Photo credit: Joe Kekeris
Wellington Chibebe

Earlier this week, Zimbabwe police arrested more than 70 members of the Zimbabwe Congress of Trade Unions (ZCTU), including Secretary General Wellington Chibebe.

According to the International Trade Union Confederation (ITUC), the ZCTU organized peaceful marches to protest against the financial crisis in Zimbabwe by delivering petitions to banks. Chibebe and ZCTU President Lovemore Matombo succeeded in handing the ZCTU petition to the governor of the Reserve Bank of Zimbabwe. Chibebe was arrested, with nine other people, while he was addressing workers just after the delivery. Arrests and assaults were reported in the cities of Harare, Gweru, Zvishavane and Bulawayo as trade unionists delivered petitions to banks across the country.

The ZCTU announced late yesterday that 18 protestors, including Chibebe, had been released without charges.

The protests came as the country is mired in a severe financial and humanitarian crisis.
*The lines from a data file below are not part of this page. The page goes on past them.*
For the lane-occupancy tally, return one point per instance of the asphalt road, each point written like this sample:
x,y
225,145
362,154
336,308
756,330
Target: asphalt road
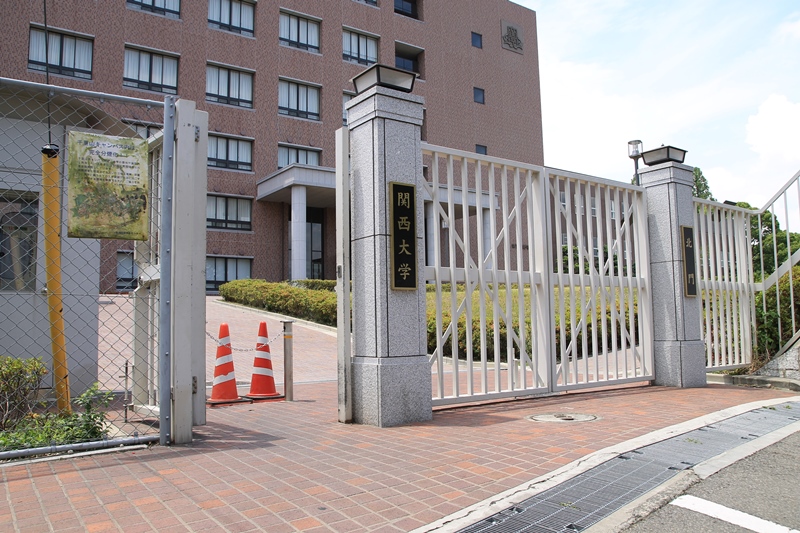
x,y
765,485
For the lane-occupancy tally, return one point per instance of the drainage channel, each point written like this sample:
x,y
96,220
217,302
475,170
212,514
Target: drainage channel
x,y
595,494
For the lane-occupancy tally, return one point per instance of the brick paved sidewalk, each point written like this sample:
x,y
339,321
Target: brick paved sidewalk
x,y
281,467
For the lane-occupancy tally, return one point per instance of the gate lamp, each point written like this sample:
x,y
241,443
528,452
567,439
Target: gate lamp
x,y
663,154
635,152
385,76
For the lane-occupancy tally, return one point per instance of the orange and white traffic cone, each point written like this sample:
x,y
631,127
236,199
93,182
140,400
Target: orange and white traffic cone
x,y
224,388
262,386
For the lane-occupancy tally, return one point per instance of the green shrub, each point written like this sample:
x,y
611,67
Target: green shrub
x,y
87,423
314,284
770,337
314,305
20,380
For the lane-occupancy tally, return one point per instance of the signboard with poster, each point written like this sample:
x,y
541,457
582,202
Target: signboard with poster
x,y
108,187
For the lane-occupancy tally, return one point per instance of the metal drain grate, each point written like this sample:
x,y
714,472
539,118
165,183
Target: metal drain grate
x,y
589,497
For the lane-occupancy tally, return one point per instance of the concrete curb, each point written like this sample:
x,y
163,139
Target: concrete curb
x,y
755,381
481,510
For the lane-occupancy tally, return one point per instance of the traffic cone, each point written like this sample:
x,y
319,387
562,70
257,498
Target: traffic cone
x,y
262,386
224,388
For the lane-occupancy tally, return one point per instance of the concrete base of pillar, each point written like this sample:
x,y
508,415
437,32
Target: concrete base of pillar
x,y
391,391
680,363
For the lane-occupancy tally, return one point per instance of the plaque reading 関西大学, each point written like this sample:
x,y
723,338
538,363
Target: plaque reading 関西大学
x,y
403,235
108,187
689,267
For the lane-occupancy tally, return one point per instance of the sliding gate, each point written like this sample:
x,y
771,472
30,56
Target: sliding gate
x,y
537,279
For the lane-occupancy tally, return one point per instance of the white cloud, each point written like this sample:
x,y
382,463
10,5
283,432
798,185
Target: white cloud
x,y
773,132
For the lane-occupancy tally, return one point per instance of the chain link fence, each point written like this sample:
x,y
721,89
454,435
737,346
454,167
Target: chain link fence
x,y
97,329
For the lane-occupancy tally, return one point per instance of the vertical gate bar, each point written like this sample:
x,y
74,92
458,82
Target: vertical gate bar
x,y
495,278
558,266
777,274
581,207
465,238
702,270
482,255
605,279
165,286
643,280
789,260
523,351
437,253
735,290
451,246
508,314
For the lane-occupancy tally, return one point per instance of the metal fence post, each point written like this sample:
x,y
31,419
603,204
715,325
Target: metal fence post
x,y
288,371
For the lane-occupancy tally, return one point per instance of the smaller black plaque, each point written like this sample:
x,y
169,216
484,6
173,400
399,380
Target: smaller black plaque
x,y
689,269
403,217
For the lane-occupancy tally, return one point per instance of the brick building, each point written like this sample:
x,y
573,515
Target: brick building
x,y
274,77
The country’s stratospheric inflation rate continues to grow and there is a food shortage. On top of that, one in seven adults in Zimbabwe is living with HIV and an estimated 560 people recently died from cholera in an outbreak that is spreading across the region, primarily by Zimbabwe refugees.

In a letter to Zimbabwe’s President Robert Mugabe, AFL-CIO President John Sweeney condemns the arrests and assaults.

The brutal behavior by police forces in Zimbabwe is unacceptable, and we call on your government to guarantee the physical integrity of all those who are being detained. In a situation of dire economic hardship, food shortages and an evolving humanitarian crisis, trade unionists have no choice but to voice their protest against the economic policies that have led to this disaster.

The AFL-CIO strongly urges you to immediately release all those who have been arrested…and ensure no charges are made against them. We will continue to monitor this situation.

Mugabe has launched a national campaign of intimidation, with union members as major targets. Mugabe has a long record of violating workers’ and human rights. In addition, the nation has an 80 percent official unemployment rate, which Chibebe says is closer to 95 percent when underemployed workers are counted.

ITUC General Secretary Guy Ryder says:

The violent police force behavior in Zimbabwe is unacceptable. The physical integrity of those arrested must be respected and all must be released with no delay.

Zimbabwe’s Supreme Court was scheduled today to take up previous government charges against Chibebe and Matombo, who are charged with “inciting the public to rise against the government and communicating falsehoods” in the midst of that country’s runoff presidential election.

They were detained for questioning after Chibebe, winner of the AFL-CIO’s 2003 George Meany-Lane Kirkland Human Rights Award, told a May Day rally in Harare that post-election violence was increasing. As a condition of their bail, Chibebe and Matombo are not allowed to “address any political gathering until this matter is finalized,” the judge said. If convicted, the two men could be sentenced to 20 years in prison.